彼にはまだ、双極性障害のことは伝えていません ※画像はイメージです(buritora/stock.adobe.com)
彼にはまだ、双極性障害のことは伝えていません ※画像はイメージです(buritora/stock.adobe.com)

「30代、女性です。数年前に双極症2型と診断されて心療内科に通院しています。最近はお薬と定期的なカウンセリングで症状は安定しています。仕事は調子を崩すことがありつつも、なんとか続けています。以前、マッチングアプリで知り合った方と何度か食事などしてデートしたのですが、先日、彼から付き合ってほしいと告白されました。しかし彼にはまだ、障害のことは伝えていません。きちんとお付き合いを始める前に、自分の障害についてきちんと伝えるべきか悩んでいます…」

双極症2型(双極性障害2型=そうきょくせいしょうがいにがた)は、軽躁状態とうつ状態を繰り返す精神疾患です。1型より躁の症状は軽い一方で、うつの期間が長く続くことが多く、生活や仕事に影響を及ぼすことがあります。治療や心理的サポートで症状を安定させることが大切です。

精神疾患や内部障害のような「目で見てわからない障害」を抱える人にとって、どんなシチュエーションでも、その障害を人に伝えることは、大きな葛藤の一つです。特に恋愛相手などには、なおさらです。

■どうしてカミングアウトする・しないで悩むのか?

他人から見て明らかに「障害者である」と分かりづらい場合、その当事者が障害のことをカミングアウトするには様々な葛藤があります。具体的には、下記のような葛藤を抱く方が多いです。

不安と不確実性

最も大きな要因は、相手の反応に対する不安です。ご相談者様のような双極症に対する認知は向上しているとはいえ、まだ誤解や偏見が完全に払拭されたわけではありません。
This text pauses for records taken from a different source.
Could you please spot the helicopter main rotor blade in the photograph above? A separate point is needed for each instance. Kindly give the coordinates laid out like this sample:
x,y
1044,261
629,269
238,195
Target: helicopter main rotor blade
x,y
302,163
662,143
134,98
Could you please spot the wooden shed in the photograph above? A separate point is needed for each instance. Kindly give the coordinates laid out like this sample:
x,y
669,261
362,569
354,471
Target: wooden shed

「もし、病気を理由に離れていってしまったらどうしよう」という”せっかく良いご縁があったのにその関係を失うリスクを避けたい”と考えるのは自然なことです。また、病気について説明しても、正しく理解してもらえないのではないか、あるいは過剰に心配されたり、腫れ物に触るように扱われたりするのではないか、という懸念もあります。

自己評価とスティグマ(社会的な偏見・差別)

双極症は病気であり、健康な人々とは異なる状態であるという自己認識が、「自分は普通ではない」「相手に負担をかけるのではないか」という感情に繋がり、カミングアウトを躊躇させる要因となることがあります。
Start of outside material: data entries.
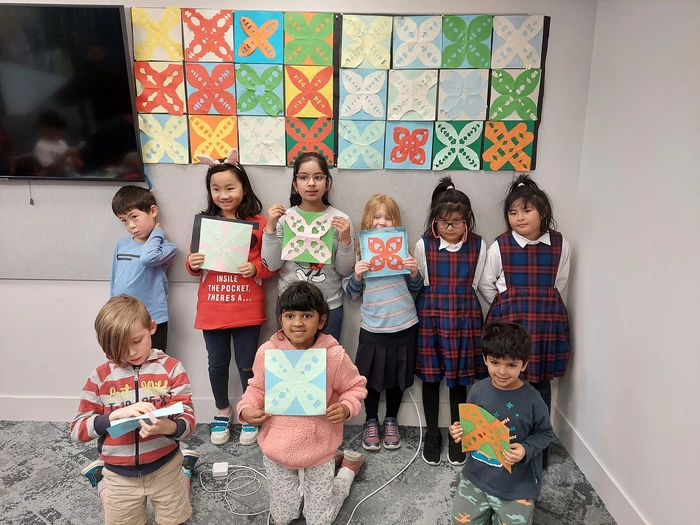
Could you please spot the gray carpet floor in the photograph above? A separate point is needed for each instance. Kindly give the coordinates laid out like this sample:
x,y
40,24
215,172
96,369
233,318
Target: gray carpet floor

また、精神疾患には未だにスティグマ(社会的な偏見や差別的な見方)が存在します。カミングアウトすることで、相手から「病気の人」というレッテルを貼られることへの抵抗感や、将来的な関係性や社会生活に影響を及ぼすことへの懸念もあるでしょう。

相手への配慮

相手を大切に思う気持ちがあるからこそ、自身の病気についてカミングアウトすることで、余計な心配や負担をかけてしまうのではないか、という優しい気持ちがあるかもしれません。
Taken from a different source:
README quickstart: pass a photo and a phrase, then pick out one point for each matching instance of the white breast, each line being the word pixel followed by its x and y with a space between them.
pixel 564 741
さらに、せっかく育ち始めた良い関係を、自身の病気という「重い情報」で台無しにしたくない、という思いもあるでしょう。

タイミングの難しさ

「いつ」開示するのかというタイミングも、重要な点です。早すぎるカミングアウトは、相手が情報を消化しきれずに”引いて”しまうかもしれない、という不安があります。

逆に遅すぎるカミングアウトでは、相手が「なぜもっと早く言ってくれなかったのか」と感じ、信頼を失う可能性がある、という懸念もあります。

■カミングアウトする・しないのメリット・デメリット

カミングアウトすることが、必ず正しいとかメリットが多い、ということはありません。逆もしかりです。自身にとって、カミングアウトすることにどんな意味があるのか、またどんな影響があるのかを、少し俯瞰で見て考えてみることも必要でしょう。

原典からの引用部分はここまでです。